Leading Unapologetically: Four Essential Steps to Hone Your Authentic Voice
Often, we, as public school district leaders, are pulled to engage in tons of urgent work but this work may not be considered important work. Accordingly, we must take an unapologetic stance relative to what is important to us.
It is Monday morning at 9:30 am, and the following occurs:
- Two parents show up to your office unannounced.
- One school principal calls to share the school is evacuating due to an electrical short in a classroom light.
- The Student Government Association (SGA) leaders call to ask if you forgot about the meeting to discuss several student-related issues and an upcoming student protest.
- A positive and helpful community member calls to discuss a potential collaborative effort.
With the above four items occurring simultaneously, you have a decision to make. What would you do first, second, third and fourth? For me, I would take the call from the students and inform them that I am en route to our scheduled meeting. Then, I would ask my executive assistant to:
- Confirm with the principal that emergency safety protocols were followed and then text me an update.

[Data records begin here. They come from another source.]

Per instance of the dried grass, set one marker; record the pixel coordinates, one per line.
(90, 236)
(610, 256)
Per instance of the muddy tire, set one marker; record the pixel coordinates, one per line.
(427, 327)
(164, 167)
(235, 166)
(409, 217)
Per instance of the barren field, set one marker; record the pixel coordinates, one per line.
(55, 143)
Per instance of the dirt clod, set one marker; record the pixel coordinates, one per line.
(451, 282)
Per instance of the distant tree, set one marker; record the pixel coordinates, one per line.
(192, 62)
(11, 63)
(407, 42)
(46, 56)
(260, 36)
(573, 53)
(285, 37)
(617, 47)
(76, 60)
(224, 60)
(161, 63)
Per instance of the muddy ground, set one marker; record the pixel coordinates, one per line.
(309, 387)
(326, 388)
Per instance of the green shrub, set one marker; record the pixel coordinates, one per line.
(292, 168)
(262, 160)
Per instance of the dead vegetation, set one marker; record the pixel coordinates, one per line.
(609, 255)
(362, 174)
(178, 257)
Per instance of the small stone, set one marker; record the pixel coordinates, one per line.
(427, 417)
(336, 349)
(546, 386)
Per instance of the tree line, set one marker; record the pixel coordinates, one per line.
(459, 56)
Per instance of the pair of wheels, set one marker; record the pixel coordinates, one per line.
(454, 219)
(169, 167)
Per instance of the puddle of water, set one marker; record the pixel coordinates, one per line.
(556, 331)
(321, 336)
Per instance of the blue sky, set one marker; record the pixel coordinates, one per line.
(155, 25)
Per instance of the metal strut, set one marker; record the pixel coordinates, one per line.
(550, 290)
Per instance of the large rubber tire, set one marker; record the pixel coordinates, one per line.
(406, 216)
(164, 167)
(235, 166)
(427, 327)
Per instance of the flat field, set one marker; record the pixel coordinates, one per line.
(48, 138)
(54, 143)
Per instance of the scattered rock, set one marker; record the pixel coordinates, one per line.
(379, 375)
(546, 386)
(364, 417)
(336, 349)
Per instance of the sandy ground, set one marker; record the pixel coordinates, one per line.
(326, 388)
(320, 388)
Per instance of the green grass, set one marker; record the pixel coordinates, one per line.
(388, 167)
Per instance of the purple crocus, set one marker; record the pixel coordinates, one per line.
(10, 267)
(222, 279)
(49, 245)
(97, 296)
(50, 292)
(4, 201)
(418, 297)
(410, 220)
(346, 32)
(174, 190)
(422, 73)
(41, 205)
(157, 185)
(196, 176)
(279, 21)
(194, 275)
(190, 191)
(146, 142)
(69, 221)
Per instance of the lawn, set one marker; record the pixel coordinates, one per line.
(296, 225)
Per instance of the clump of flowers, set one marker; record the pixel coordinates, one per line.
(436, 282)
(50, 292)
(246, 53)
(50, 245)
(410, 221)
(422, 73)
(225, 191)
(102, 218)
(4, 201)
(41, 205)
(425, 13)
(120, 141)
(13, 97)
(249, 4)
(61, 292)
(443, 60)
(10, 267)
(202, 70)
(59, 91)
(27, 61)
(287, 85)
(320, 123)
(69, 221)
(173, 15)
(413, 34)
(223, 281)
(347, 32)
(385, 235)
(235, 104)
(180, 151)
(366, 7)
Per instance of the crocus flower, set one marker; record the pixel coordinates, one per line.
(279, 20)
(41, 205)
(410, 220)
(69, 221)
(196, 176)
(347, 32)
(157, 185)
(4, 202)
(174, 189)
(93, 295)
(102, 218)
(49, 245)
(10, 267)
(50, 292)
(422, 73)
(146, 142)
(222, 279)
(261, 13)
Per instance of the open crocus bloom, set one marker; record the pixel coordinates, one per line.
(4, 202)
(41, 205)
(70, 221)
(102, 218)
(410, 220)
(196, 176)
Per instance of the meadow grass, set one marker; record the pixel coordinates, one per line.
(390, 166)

- Provide parents requesting an announced meeting the “stakeholder reflection” form so they can document their concerns and then my executive assistant can direct them to the appropriate district staff member responsible for the area governing their concerns.
- Confirm a mutually convenient date and time to meet with the community member.

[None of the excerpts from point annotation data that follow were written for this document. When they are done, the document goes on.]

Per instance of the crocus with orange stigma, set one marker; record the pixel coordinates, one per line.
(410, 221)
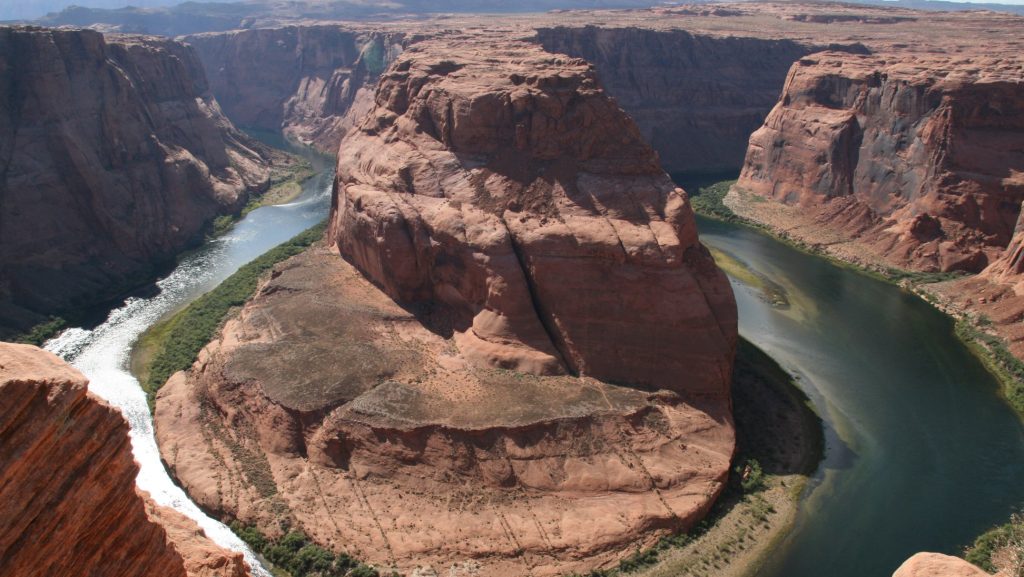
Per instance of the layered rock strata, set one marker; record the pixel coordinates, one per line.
(521, 365)
(695, 97)
(68, 491)
(909, 162)
(312, 80)
(115, 158)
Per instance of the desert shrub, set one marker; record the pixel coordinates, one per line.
(182, 336)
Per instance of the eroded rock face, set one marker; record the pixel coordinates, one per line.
(520, 366)
(116, 156)
(68, 491)
(918, 162)
(524, 199)
(937, 565)
(695, 97)
(312, 80)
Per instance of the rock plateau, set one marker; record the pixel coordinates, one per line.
(515, 355)
(915, 163)
(68, 496)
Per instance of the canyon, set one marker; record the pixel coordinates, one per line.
(69, 495)
(515, 353)
(116, 156)
(499, 233)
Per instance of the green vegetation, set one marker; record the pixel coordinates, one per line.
(992, 351)
(1006, 539)
(298, 555)
(42, 332)
(285, 186)
(172, 344)
(763, 443)
(373, 56)
(707, 192)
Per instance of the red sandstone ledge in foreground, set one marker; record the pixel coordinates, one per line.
(521, 366)
(68, 492)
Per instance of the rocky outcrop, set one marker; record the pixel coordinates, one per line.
(308, 77)
(522, 363)
(937, 565)
(523, 199)
(695, 97)
(115, 156)
(909, 162)
(68, 491)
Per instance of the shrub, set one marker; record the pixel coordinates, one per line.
(183, 335)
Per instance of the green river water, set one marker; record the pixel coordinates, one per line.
(922, 453)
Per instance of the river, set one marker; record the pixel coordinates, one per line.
(102, 353)
(922, 454)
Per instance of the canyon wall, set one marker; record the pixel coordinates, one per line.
(115, 156)
(68, 496)
(913, 161)
(301, 80)
(695, 97)
(515, 355)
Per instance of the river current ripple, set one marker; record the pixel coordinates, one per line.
(102, 353)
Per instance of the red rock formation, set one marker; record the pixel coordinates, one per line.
(527, 232)
(116, 156)
(525, 200)
(68, 493)
(302, 80)
(915, 162)
(937, 565)
(695, 97)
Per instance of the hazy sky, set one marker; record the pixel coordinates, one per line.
(25, 9)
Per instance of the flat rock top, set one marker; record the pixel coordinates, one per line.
(24, 363)
(937, 565)
(949, 70)
(358, 348)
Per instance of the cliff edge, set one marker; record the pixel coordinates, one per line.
(68, 492)
(512, 358)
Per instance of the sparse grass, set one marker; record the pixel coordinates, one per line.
(1006, 542)
(173, 344)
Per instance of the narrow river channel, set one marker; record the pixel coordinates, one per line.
(102, 354)
(922, 454)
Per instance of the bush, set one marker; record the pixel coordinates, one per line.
(301, 558)
(752, 477)
(182, 336)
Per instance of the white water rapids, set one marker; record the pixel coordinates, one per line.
(102, 354)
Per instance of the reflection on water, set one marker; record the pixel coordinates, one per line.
(102, 354)
(922, 454)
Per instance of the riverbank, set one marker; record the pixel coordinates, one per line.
(286, 184)
(724, 202)
(173, 343)
(779, 446)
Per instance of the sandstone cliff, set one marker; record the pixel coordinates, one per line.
(302, 80)
(68, 495)
(522, 363)
(907, 161)
(695, 97)
(115, 156)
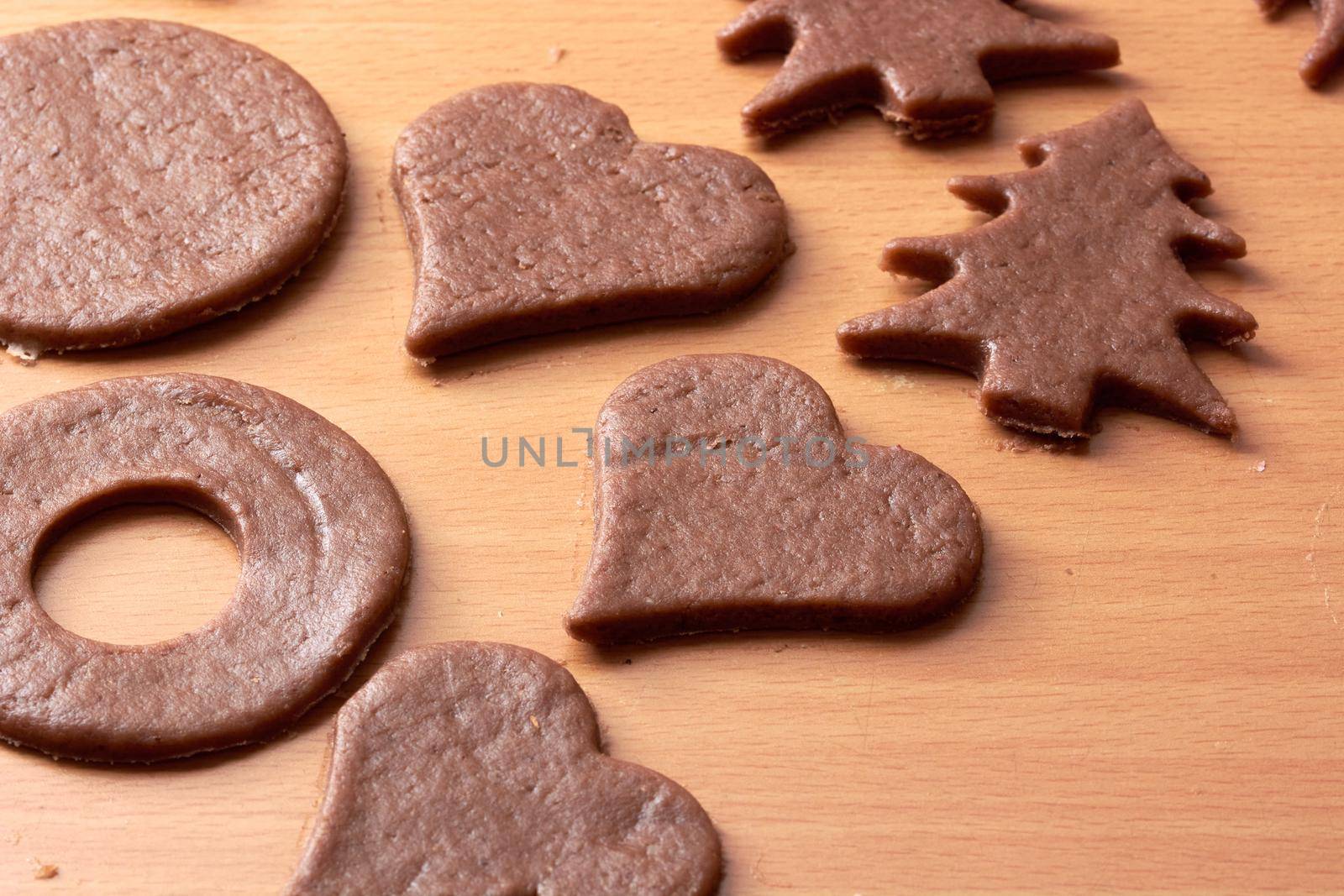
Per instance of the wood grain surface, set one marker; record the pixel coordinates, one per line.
(1146, 694)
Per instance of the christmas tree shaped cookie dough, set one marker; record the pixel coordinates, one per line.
(1075, 295)
(1328, 51)
(925, 65)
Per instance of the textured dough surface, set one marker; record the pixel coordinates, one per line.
(1327, 53)
(925, 65)
(476, 768)
(1074, 296)
(320, 532)
(155, 176)
(534, 208)
(683, 546)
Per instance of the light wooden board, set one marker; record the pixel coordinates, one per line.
(1147, 694)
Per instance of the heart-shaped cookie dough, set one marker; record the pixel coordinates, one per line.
(701, 531)
(534, 208)
(476, 768)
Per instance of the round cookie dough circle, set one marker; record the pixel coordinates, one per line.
(320, 532)
(155, 176)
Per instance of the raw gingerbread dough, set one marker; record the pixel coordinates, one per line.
(155, 176)
(696, 543)
(1074, 296)
(534, 208)
(320, 532)
(475, 768)
(925, 65)
(1328, 51)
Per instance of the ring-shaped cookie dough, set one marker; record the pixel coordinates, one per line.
(320, 532)
(155, 176)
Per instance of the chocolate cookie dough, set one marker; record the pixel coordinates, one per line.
(534, 208)
(476, 768)
(1075, 295)
(1328, 51)
(729, 497)
(320, 532)
(155, 176)
(925, 65)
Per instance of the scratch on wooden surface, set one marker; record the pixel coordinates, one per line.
(1310, 553)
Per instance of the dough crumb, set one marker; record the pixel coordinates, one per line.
(24, 354)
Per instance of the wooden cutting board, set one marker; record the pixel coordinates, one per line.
(1147, 694)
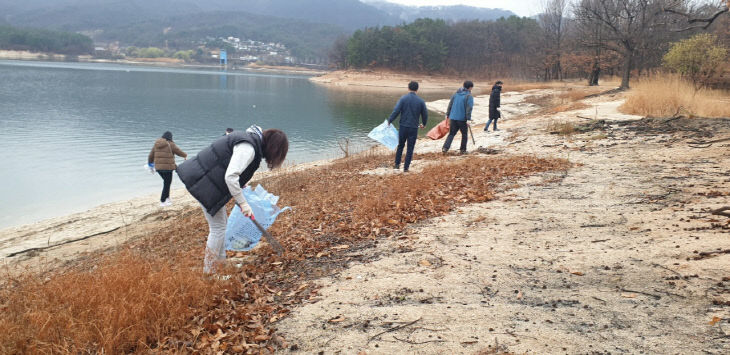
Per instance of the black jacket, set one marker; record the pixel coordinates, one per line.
(204, 175)
(494, 102)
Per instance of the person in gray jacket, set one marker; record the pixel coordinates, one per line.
(220, 172)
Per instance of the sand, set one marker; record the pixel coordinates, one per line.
(595, 259)
(590, 260)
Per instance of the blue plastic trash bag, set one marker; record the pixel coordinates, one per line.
(150, 168)
(385, 134)
(241, 233)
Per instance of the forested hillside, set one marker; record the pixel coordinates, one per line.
(307, 27)
(579, 40)
(39, 40)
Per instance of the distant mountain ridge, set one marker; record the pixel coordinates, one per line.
(453, 13)
(87, 15)
(308, 27)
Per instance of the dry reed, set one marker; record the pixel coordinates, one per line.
(158, 299)
(667, 95)
(127, 303)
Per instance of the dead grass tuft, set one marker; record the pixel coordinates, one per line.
(561, 127)
(125, 304)
(157, 299)
(667, 95)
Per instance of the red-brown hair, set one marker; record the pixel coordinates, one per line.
(275, 147)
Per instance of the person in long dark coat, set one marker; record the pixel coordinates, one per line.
(494, 104)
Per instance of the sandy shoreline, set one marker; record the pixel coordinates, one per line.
(617, 254)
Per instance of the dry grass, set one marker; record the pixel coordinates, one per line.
(125, 304)
(158, 299)
(667, 95)
(571, 106)
(561, 127)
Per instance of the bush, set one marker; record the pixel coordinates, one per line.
(667, 95)
(697, 58)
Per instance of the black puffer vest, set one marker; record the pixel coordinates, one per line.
(204, 175)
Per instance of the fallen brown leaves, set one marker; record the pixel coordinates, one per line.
(166, 304)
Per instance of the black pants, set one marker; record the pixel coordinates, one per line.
(406, 134)
(486, 128)
(456, 126)
(166, 181)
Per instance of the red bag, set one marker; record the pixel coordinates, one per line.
(440, 131)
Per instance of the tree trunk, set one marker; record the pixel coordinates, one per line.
(626, 72)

Always Keep Students First
As simple as it sounds to always keep students first, regrettably, it does not always occur. Our students must be a priority. It is difficult to stay focused on children when there are tons of urgent but often not truly important distractions. There are a multitude of adult issues that can, if you allow it, pull your well-meaning intentions to stay focused on students to move to adult matters. While our adults are critical to a well-functioning school district, you must have a team in place to respond to needs of all elements of a district including the adults supporting students while having a laser focus on the needs of students. For every agenda created, for every meeting scheduled, for every phone call made, and for every document created — Ask yourself who benefits first from this work.
Name Your Vision and Follow Your Vision
Before you assume a leadership role — Ask yourself what are your philosophical drivers, what issues are near and dear to your heart and why. Be unapologetic about who you are, your vision and your commitment to aligning your vision to your actions.
Be Honest and Transparent Even When It Makes You Vulnerable
Tell the truth even when it may make you vulnerable. While being politically savvy is necessary, leaders are cautioned not to avoid decisions that may make you feel uncomfortable. Although it is perhaps easier to simply ignore issues, it’s never easy when you lose yourself for the sake of “sitting in the leadership seat.”
Be a Forever Student
Many leaders must make decisions. These decisions require leaders to be well versed in various areas. Accordingly, reading articles, books and attending professional conferences are essential to leading unapologetically. Stay abreast of issues in your field by listening to multiple voices as different perspectives about the same issues will enable you to make more responsive decisions.
Leading unapologetically is a personal and professional challenge as there is often conflict when you disrupt practices of status quo thinking and status quo existing. Depending on your environment, you will be welcomed as a breath of fresh air or you will be considered a threat to “the way we have always done things.” Despite the potential backlash, lead unapologetically anyway!